Let’s pull in the packages we’ll need:

library(viridis)
library(scales)
library(colorspace)
library(dichromat)

We’ll also make a helper function to save us some typing and setup the base # of colors in the colormap:

n_col <- 128

img <- function(obj, nam) {
  image(1:length(obj), 1, as.matrix(1:length(obj)), col=obj, 
        main = nam, ylab = "", xaxt = "n", yaxt = "n",  bty = "n")
}

We’ll take each set of 6 strips and view it through the eyes of three different types of color vision as well as a fully desaturated version.

“Normal” Vision

par(mfrow=c(6, 1), mar=rep(1, 4))
img(rev(heat.colors(n_col)), "heat")
img(rev(rainbow(n_col)), "rainbow")
img(rev(topo.colors(n_col)), "topo")
img(rev(cm.colors(n_col)), "cm")
img(gradient_n_pal(brewer_pal("seq")(9))(seq(0, 1, length=n_col)), "brewer")
img(rev(viridis(n_col)), "viridis")

If you happen to have “normal” color vision you should be drawn to the bottom two (ColorBrewer and Viridis on the right). They are both sequential and convey should appear to have more precision than the other four (and they don’t have a gap in the middle like cm does).

Take a look at each of the vision-adjusted examples:

Green-Blind (Deuteranopia)

par(mfrow=c(6, 1), mar=rep(1, 4))
img(dichromat(rev(heat.colors(n_col)), "deutan"), "heat")
img(dichromat(rev(rainbow(n_col)), "deutan"), "rainbow")
img(dichromat(rev(topo.colors(n_col)), "deutan"), "topo")
img(dichromat(rev(cm.colors(n_col)), "deutan"), "cm")
img(dichromat(gradient_n_pal(brewer_pal("seq")(9))(seq(0, 1, length=n_col)), "deutan"), "brewer")
img(dichromat(rev(viridis(n_col)), "deutan"), "viridis")

Red-Blind (Protanopia)

par(mfrow=c(6, 1), mar=rep(1, 4))
img(dichromat(rev(heat.colors(n_col)), "protan"), "heat")
img(dichromat(rev(rainbow(n_col)), "protan"), "rainbow")
img(dichromat(rev(topo.colors(n_col)), "protan"), "topo")
img(dichromat(rev(cm.colors(n_col)), "protan"), "cm")
img(dichromat(gradient_n_pal(brewer_pal("seq")(9))(seq(0, 1, length=n_col)), "protan"), "brewer")
img(dichromat(rev(viridis(n_col)), "protan"), "viridis")

Blue-Blind (Tritanopia)

par(mfrow=c(6, 1), mar=rep(1, 4))
img(dichromat(rev(heat.colors(n_col)), "tritan"), "heat")
img(dichromat(rev(rainbow(n_col)), "tritan"), "rainbow")
img(dichromat(rev(topo.colors(n_col)), "tritan"), "topo")
img(dichromat(rev(cm.colors(n_col)), "tritan"), "cm")
img(dichromat(gradient_n_pal(brewer_pal("seq")(9))(seq(0, 1, length=n_col)), "tritan"), "brewer")
img(dichromat(rev(viridis(n_col)), "tritan"), "viridis")

Desaturated

par(mfrow=c(6, 1), mar=rep(1, 4))
img(desaturate(rev(heat.colors(n_col))), "heat")
img(desaturate(rev(rainbow(n_col))), "rainbow")
img(desaturate(rev(topo.colors(n_col))), "topo")
img(desaturate(rev(cm.colors(n_col))), "cm")
img(desaturate(gradient_n_pal(brewer_pal("seq")(9))(seq(0, 1, length=n_col))), "brewer")
img(desaturate(rev(viridis(n_col))), "viridis")

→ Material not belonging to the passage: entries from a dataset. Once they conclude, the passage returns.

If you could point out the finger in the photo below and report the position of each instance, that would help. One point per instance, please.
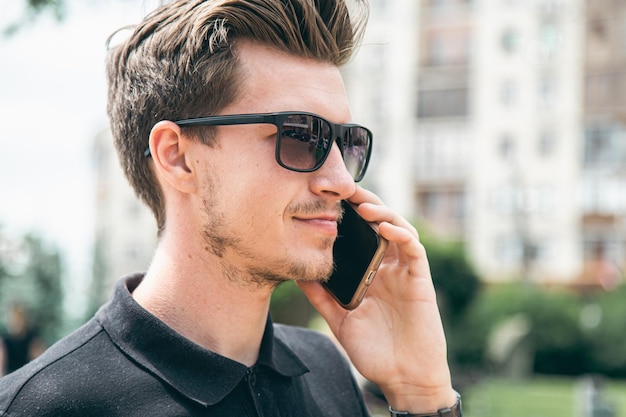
(324, 303)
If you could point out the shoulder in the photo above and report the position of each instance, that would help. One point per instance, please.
(61, 375)
(318, 352)
(305, 341)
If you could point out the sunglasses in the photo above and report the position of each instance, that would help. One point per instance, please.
(303, 140)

Hopefully both the ColorBrewer gradient and Viridis palettes stood out as conveying the gradient colors with more precision and more consistently across all non-standard vision types as you progressed through each one.

To see this for yourself in your own work, grab the package and start subtituting viridis for some of your usual defaults to see if it makes a difference in helping you convey the story your data is trying to tell, both more accurately and for a more diverse audience.